In my case, I admit, I don't have Windows ready to reproduce the result, but then I'm also not complaining about how the test was done, nor do I care about this at the current point.
If I ever have issues with performance of an application, then I will be doing the profiling and evaluating other options. I certainly wouldn't use some benchmark I'm too lazy to reproduce as a basis for selecting the technology to use. Instead, I use the tool I'm most comfortable with, I see the most advantages from or I just like best.
While the OP's benchmark might have been (and IMHO probably was) flawed, at least they provided source code and documentation for us to improve and re-run it. That's way more important than to know who they are and what their motivations might be.
As other comments pointed already out, the main flaw in this post is NOT that the node.js implementation is not as efficient as it could be. It is that the author choosed to benchmark a CPU intensive task, as opposed to an IO intensive one. This is not what node.js is good at nor what it is typically used for. That is something that can not be fixed without creating an entirely new benchmark.
I certainly wouldn't use some benchmark I'm too lazy to reproduce as a basis for selecting the technology to use.
However, it is good to have a general idea how different technologies compare. If for example you were to decide whether to learn node.js or C#, a benchmark like this might be one datapoint you could use.
One of the succesfactors of the Silicon Valley startup culture is open and honest feedback, even if it is sometimes not what you want to hear. There is not a culture of: "Do it better yourself, before you criticize others".
suddenly you can't use httplistener anymore and you have build an httpmodule for iis. so now you either build your own handler or use one of the existing ones.
i guess if you build your own isapi extension it's probably not very bad, but if you go through the asp.net "stack" it suddenly becomes a whole different story.
I'm glad he provided source code, but he clearly doesn't know Node well enough to provide an Apples to Apples comparison. Maybe .NET will blow Node away? Fine, but make sure you know Node well before you do the test.

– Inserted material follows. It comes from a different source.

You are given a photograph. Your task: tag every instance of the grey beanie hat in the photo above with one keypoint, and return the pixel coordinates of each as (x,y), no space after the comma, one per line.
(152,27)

Still, it's a nice conversation to start. I don't care how much I hate the company that builds it: if a tool is best for a job I want to know about it.
But your complaint that nobody is doing the tests: C'mon, how many Node experts even have Windows laying around?
The problem here is that not only is the code essentially broken and doing an apple to barnacles comparison, the core idea of the benchmark pretty certainly plays against node's strength (IO, lots of connections) as most of the hard work is not IO.
Why are you using an async sort function when you're not doing anything asynchronous in the sort callback? That's going to entail some overhead obviously, and it also can't take advantage of the sort optimizations v8 implements. Are you trying to show the overhead the asynchronous sort entails? Any overhead it causes would be easily outweighed by whatever asynchronous IO it's doing in that sort function anyway. It is negligible in comparison: not even worth pointing out.
> The key point I want to make is that I am using the async NPM instead of the default blocking Array.Sort.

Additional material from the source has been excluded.